E così è stato bellamente ignorato che l’unico soggetto titolato e responsabile, l’Ong Sea Watch, aveva dichiarato sin dal primo momento l’indisponibilità ad accettare che una madre con figlio venisse spedita, chessò, a Vercelli e il padre a Valencia. Dopo questo lungo travaglio, si è infine giunti alla soluzione in via di ulteriore definizione nel corso della giornata passata. Per quanto riguarda in particolare le vicende del nostro cortile di casa, nella serata di ieri si sarebbe tenuto un vertice nel quale il ministro dell’Interno intendeva ribadire una posizione di «assoluta contrarietà a nuovi arrivi in Italia». Dunque la partecipazione dell’Italia all’operazione, nella sua modestissima funzione dopo tante figuracce, è tuttora incerta.
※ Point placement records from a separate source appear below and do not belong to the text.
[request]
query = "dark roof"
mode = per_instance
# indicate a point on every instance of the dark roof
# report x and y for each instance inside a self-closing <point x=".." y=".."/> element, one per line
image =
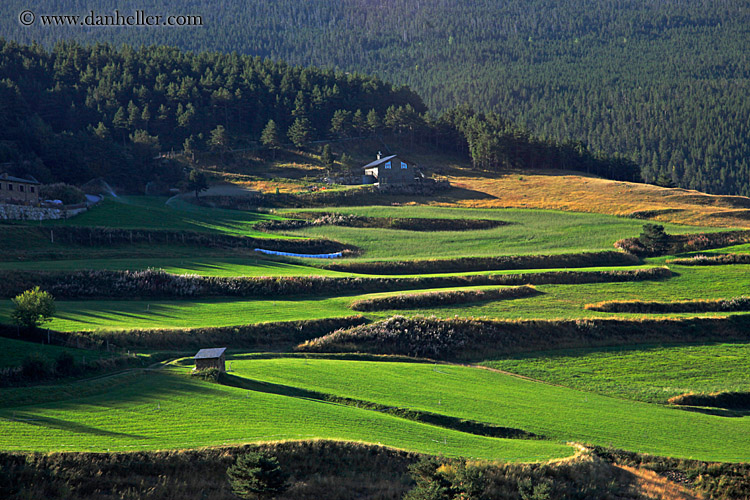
<point x="7" y="177"/>
<point x="216" y="352"/>
<point x="380" y="161"/>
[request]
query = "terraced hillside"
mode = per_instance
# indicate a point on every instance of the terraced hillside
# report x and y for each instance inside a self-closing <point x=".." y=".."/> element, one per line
<point x="481" y="344"/>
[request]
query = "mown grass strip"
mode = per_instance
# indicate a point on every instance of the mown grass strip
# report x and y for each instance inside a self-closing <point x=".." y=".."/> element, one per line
<point x="682" y="306"/>
<point x="462" y="339"/>
<point x="157" y="410"/>
<point x="487" y="396"/>
<point x="436" y="299"/>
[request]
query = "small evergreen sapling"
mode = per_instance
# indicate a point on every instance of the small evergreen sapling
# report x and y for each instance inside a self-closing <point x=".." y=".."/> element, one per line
<point x="257" y="475"/>
<point x="32" y="308"/>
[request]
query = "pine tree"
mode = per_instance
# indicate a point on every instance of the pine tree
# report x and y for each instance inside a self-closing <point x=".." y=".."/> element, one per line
<point x="257" y="475"/>
<point x="299" y="132"/>
<point x="326" y="158"/>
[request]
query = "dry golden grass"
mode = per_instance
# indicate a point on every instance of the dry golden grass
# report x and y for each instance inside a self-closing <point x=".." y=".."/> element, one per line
<point x="652" y="485"/>
<point x="577" y="192"/>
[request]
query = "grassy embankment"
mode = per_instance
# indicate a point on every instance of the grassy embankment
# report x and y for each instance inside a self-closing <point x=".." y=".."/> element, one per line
<point x="558" y="413"/>
<point x="645" y="373"/>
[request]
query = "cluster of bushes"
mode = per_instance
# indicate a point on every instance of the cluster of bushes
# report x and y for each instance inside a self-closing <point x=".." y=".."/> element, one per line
<point x="160" y="284"/>
<point x="476" y="264"/>
<point x="713" y="260"/>
<point x="653" y="244"/>
<point x="728" y="400"/>
<point x="681" y="306"/>
<point x="318" y="469"/>
<point x="439" y="478"/>
<point x="36" y="368"/>
<point x="440" y="420"/>
<point x="436" y="299"/>
<point x="97" y="236"/>
<point x="308" y="219"/>
<point x="344" y="470"/>
<point x="462" y="339"/>
<point x="717" y="481"/>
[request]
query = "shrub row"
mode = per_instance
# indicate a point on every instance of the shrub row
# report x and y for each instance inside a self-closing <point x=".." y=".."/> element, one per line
<point x="475" y="264"/>
<point x="320" y="469"/>
<point x="277" y="334"/>
<point x="717" y="481"/>
<point x="160" y="284"/>
<point x="679" y="243"/>
<point x="682" y="306"/>
<point x="462" y="339"/>
<point x="713" y="260"/>
<point x="728" y="400"/>
<point x="362" y="196"/>
<point x="446" y="421"/>
<point x="436" y="299"/>
<point x="312" y="219"/>
<point x="107" y="236"/>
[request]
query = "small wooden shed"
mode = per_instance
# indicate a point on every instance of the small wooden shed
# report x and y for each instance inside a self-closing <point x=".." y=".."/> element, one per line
<point x="211" y="358"/>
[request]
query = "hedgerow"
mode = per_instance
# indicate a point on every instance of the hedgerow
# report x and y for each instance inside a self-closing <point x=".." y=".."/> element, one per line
<point x="728" y="400"/>
<point x="276" y="334"/>
<point x="313" y="219"/>
<point x="108" y="236"/>
<point x="153" y="283"/>
<point x="678" y="243"/>
<point x="461" y="339"/>
<point x="682" y="306"/>
<point x="475" y="264"/>
<point x="713" y="260"/>
<point x="436" y="299"/>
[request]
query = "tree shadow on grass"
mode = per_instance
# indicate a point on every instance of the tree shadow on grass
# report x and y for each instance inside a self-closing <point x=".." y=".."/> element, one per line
<point x="66" y="425"/>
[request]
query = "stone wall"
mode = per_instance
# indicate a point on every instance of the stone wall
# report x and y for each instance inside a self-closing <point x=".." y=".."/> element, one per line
<point x="24" y="212"/>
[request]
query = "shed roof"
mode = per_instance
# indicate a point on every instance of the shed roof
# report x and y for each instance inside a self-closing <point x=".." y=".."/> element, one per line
<point x="380" y="161"/>
<point x="7" y="177"/>
<point x="210" y="353"/>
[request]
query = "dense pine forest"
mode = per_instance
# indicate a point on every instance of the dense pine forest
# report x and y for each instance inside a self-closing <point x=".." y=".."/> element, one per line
<point x="662" y="82"/>
<point x="81" y="112"/>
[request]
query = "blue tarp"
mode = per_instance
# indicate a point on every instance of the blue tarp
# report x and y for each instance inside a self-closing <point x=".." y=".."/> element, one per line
<point x="303" y="255"/>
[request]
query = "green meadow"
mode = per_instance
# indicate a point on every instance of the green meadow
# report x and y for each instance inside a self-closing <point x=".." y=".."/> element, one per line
<point x="12" y="352"/>
<point x="528" y="232"/>
<point x="558" y="413"/>
<point x="645" y="373"/>
<point x="152" y="410"/>
<point x="149" y="212"/>
<point x="554" y="302"/>
<point x="609" y="397"/>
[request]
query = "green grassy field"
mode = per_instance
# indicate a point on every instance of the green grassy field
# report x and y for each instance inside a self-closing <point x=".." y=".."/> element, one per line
<point x="559" y="413"/>
<point x="529" y="232"/>
<point x="12" y="352"/>
<point x="207" y="266"/>
<point x="160" y="410"/>
<point x="645" y="373"/>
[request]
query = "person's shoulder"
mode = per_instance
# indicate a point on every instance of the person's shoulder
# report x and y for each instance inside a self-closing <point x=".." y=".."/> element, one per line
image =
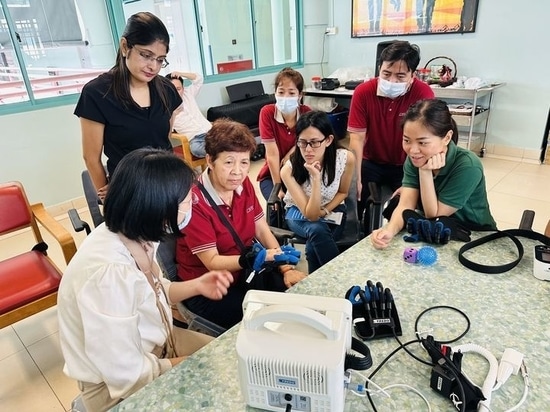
<point x="100" y="84"/>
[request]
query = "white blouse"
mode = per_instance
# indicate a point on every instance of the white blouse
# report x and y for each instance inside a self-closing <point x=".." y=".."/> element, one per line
<point x="109" y="322"/>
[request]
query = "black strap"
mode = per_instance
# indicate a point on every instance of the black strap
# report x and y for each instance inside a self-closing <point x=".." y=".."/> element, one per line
<point x="222" y="217"/>
<point x="513" y="235"/>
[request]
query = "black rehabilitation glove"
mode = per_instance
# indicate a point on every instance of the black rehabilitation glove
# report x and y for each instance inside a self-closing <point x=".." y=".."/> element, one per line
<point x="438" y="230"/>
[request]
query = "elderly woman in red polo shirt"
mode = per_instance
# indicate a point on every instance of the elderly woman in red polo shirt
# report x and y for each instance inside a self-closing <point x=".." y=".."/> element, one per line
<point x="224" y="187"/>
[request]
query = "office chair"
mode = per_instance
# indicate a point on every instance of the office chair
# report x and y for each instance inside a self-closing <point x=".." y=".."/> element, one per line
<point x="182" y="149"/>
<point x="29" y="281"/>
<point x="166" y="257"/>
<point x="352" y="232"/>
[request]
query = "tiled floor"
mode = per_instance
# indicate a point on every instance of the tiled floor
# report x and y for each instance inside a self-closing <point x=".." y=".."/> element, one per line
<point x="31" y="376"/>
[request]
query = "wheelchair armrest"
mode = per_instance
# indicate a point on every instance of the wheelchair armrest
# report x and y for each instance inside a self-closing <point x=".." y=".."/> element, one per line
<point x="274" y="198"/>
<point x="78" y="224"/>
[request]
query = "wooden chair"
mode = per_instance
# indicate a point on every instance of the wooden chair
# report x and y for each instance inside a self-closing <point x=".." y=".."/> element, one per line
<point x="28" y="281"/>
<point x="183" y="149"/>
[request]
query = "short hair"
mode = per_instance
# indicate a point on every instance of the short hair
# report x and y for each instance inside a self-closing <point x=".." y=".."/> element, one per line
<point x="401" y="50"/>
<point x="292" y="75"/>
<point x="227" y="135"/>
<point x="320" y="120"/>
<point x="144" y="193"/>
<point x="434" y="115"/>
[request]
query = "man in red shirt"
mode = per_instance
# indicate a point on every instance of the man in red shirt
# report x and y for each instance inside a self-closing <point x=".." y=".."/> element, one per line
<point x="377" y="108"/>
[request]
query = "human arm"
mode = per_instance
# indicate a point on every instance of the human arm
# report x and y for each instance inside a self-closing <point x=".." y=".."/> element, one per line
<point x="185" y="75"/>
<point x="213" y="285"/>
<point x="381" y="238"/>
<point x="356" y="145"/>
<point x="273" y="161"/>
<point x="92" y="149"/>
<point x="309" y="206"/>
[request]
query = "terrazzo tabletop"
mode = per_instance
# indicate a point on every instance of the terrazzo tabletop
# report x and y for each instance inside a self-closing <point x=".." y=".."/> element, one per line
<point x="505" y="310"/>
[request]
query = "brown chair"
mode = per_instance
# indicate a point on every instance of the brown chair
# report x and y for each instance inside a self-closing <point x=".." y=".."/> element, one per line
<point x="28" y="281"/>
<point x="182" y="149"/>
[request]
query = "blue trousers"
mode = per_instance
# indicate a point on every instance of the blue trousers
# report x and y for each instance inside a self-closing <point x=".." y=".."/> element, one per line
<point x="320" y="239"/>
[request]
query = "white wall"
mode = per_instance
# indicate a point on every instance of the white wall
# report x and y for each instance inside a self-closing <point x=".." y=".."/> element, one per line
<point x="510" y="45"/>
<point x="42" y="148"/>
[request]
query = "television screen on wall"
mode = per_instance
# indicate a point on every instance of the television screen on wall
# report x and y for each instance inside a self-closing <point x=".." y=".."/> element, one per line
<point x="371" y="18"/>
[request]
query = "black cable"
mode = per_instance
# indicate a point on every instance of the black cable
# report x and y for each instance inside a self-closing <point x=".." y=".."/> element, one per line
<point x="444" y="307"/>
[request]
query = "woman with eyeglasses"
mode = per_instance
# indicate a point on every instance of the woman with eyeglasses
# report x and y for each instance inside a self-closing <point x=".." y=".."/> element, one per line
<point x="317" y="177"/>
<point x="278" y="127"/>
<point x="130" y="106"/>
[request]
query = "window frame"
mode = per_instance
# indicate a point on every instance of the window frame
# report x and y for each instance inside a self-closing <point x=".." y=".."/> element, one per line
<point x="117" y="22"/>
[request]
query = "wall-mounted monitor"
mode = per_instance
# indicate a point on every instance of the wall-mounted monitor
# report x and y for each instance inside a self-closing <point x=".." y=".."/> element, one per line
<point x="377" y="18"/>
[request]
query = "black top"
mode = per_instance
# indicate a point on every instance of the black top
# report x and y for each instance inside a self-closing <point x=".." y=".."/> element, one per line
<point x="127" y="129"/>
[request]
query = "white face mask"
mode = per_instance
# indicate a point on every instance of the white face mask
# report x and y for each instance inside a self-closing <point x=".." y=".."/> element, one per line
<point x="186" y="219"/>
<point x="287" y="105"/>
<point x="391" y="90"/>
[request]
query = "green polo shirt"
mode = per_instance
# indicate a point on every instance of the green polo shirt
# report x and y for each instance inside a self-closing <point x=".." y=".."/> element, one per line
<point x="460" y="184"/>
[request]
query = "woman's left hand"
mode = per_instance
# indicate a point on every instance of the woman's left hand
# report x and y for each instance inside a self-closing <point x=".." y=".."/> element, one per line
<point x="435" y="162"/>
<point x="270" y="255"/>
<point x="314" y="168"/>
<point x="214" y="284"/>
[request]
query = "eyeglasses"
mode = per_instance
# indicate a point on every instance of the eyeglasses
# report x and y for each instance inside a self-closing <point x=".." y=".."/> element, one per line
<point x="148" y="57"/>
<point x="302" y="144"/>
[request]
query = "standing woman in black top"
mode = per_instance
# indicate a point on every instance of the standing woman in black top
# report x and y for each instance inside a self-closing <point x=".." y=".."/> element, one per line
<point x="130" y="106"/>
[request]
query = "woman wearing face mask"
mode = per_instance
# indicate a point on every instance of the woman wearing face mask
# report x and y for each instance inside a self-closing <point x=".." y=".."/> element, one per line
<point x="208" y="244"/>
<point x="440" y="178"/>
<point x="278" y="126"/>
<point x="115" y="321"/>
<point x="317" y="177"/>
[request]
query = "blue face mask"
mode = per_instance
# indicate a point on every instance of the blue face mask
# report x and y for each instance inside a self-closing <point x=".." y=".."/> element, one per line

O comunque destinata a produrre, all’interno della maggioranza di governo, turbolenze violente come mai in passato.
D’ALTRA PARTE, è naufragata – è proprio il caso di dire – la tesi del ministro Toninelli, che ha accusato le due Ong di non aver «restituito» i naufraghi a coloro dai quali fuggivano: le milizie libiche che gestiscono i centri di detenzione. Interprete ineffabile dell’antico adagio per cui «Si parte per tornare», il ministro Toninelli ha sostenuto una ricostruzione dei due diversi soccorsi di Sea Watch e Sea Eye che si discosta notevolmente dalle testimonianze rilasciate dalle due Ong e dai diari di bordo delle rispettive imbarcazioni che negano di avere ricevuto qualunque disposizione dalla cosiddetta guardia costiera libica.
Vera o falsa che sia l’una o l’altra versione, la sostanza dell’invito del nostro ministro era che profughi e migranti tornassero in quei centri di detenzione da cui oltre il cinquanta per centro di loro era fuggito per tentare la traversata del Mediterraneo. Centri che il più recente rapporto dell’Onu denuncia come luoghi di «inimmaginabili orrori»: «reclusione arbitraria, percosse, bruciature con ferri caldi, torture con cavi elettrici, molestie e violenze sessuali».
È stato questo – ignoranza dei fatti, spregio verso i diritti fondamentali della persona e speculazione elettorale – l’apparato culturale e politico-ideologico contro cui si sono dovute battere, con grande saggezza e raggiungendo, tra mille sofferenze e frustrazioni, l’obiettivo essenziale, le due organizzazioni umanitarie Sea Watch e Sea Eye.
INFINE, e per buttarla volutamente in caciara, va detto che forse la vicenda risulta così indigesta per la Lega in quanto agisce nel suo contorto inconscio collettivo: quei 49 evocano sinistramente, per la Lega, una cifra (49, ma di milioni) che porta lo stigma dell’imbarazzo e della vergogna.